Zwar gibt es das Proportionalitätsprinzip, das ein weitreichendes Maß an Verhältnismäßigkeit in der Bankenregulierung sicherstellen soll. In der Praxis sind Proportionalitätsaspekte bisher aber nicht im erforderlichen Maße berücksichtigt worden. Um Missverständnissen vorzubeugen: Proportionalität bedeutet für die privaten Banken nicht, dass unterschiedliche Anforderungen an die Höhe und die Qualität von Eigenkapital oder andere Liquiditätsregeln gestellt werden. Das Proportionalitätsprinzip muss aber dazu führen, dass die administrativen Belastungen für kleinere Institute deutlich reduziert werden.

Begrenzte Ertragspotenziale

Die Niedrigzinsen tun gegenwärtig ihr Übriges, um die wirtschaftliche Situation vieler Banken noch einmal zu erschweren. An und für sich können wettbewerbsfähige Institute auch in einer Phase sinkender Zinsmargen erfolgreich agieren. Den sinkenden Ertragsmöglichkeiten stehen jedoch weiter steigende Aufwendungen aus der Umsetzung der regulatorischen Anforderungen gegenüber.
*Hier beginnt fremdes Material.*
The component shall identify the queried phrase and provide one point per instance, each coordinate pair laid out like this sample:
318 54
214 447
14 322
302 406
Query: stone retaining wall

Hinzu kommt die Digitalisierung, die ebenfalls Investitionen erfordert und über neue Wettbewerber die Margen unter Druck setzt. Angesichts begrenzter Ertragspotenziale und erhöhter Investitionserfordernisse müssen die Institute alle Kostensenkungsmöglichkeiten ausnutzen. Man muss kein Hellseher sein, um zu sagen, dass die Konsolidierung des deutschen Bankenmarktes noch lange nicht abgeschlossen ist.

Gegenwind muss nachlassen

Der deutsche Bankenmarkt verträgt eine weitere Konsolidierung, er hat sie sogar nötig. Dieser Prozess sollte allerdings nicht durch die Regulierung getrieben werden. Regulierung muss auf die Sicherung der Finanzmarktstabilität ausgerichtet sein, sie darf nicht zu einem Instrument der Bankenstrukturpolitik werden. Um auch weiterhin eine heterogene und stabile Bankenlandschaft in Deutschland zu bewahren, sind zwar nicht zuletzt die Institute selbst gefordert. Sie müssen Kosten senken, Komplexität reduzieren und sich noch stärker der Digitalisierung öffnen. Aber es ist zugleich notwendig, dass der teils heftige Gegenwind aus Regulierung und Niedrigzinspolitik bald nachlässt. Sonst ist womöglich bald mehr an Bankenvielfalt eingeebnet, als es dem Wirtschaftsstandort Deutschland gut tut.